Y quiero empezar diciendo que estoy cargada al tope de pensamientos depresivos, de malas actitudes, de fieras intenciones, de negativas discusiones, y de desamor. Sí, señor. Desamor.
Porque quiero poder tomar buenas dosis de potentes calmantes, dormirme en la bañera, no comer, y morir al fin, simplemente morir.
Y constantemente presiento que poner pruebas en el camino del amor de mi vida, son malas actitudes, malos sobornos, manipulaciones repetitivas y simultáneas.
Todo un acto de amor, para algunos.
Acompañando a las malas intenciones que se suman a la colección. Por el hecho de ser tan persistente en quedar sola, abandonada, como se supone debería estar. Sin distracciones absurdas.

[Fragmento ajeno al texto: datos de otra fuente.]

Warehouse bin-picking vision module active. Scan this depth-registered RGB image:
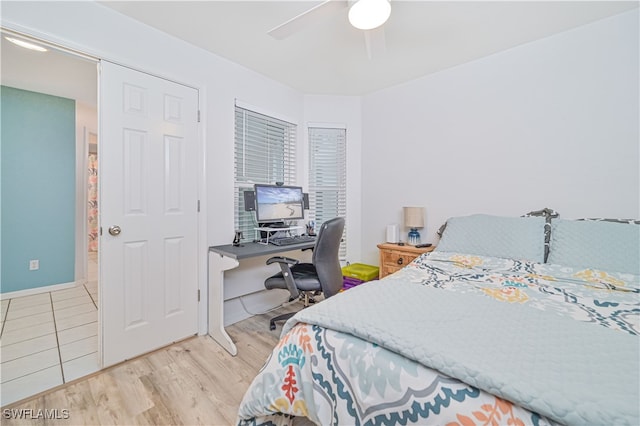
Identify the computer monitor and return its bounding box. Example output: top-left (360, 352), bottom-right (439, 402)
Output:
top-left (254, 184), bottom-right (304, 223)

Pero se rescata el hecho de ser tan obsesiva en ese sentido, pero comprometerme con la persona más paciente del mundo. Y no lo juzgo. Ni lo critico.
Pero amaría una vez tener la razón en mis predicciones.
Y claro que la tengo. Esta distracción es del todo absurda, y se supone que debería quedar sola, y abandonada. Ya por demás patético resulta el verme con alguien.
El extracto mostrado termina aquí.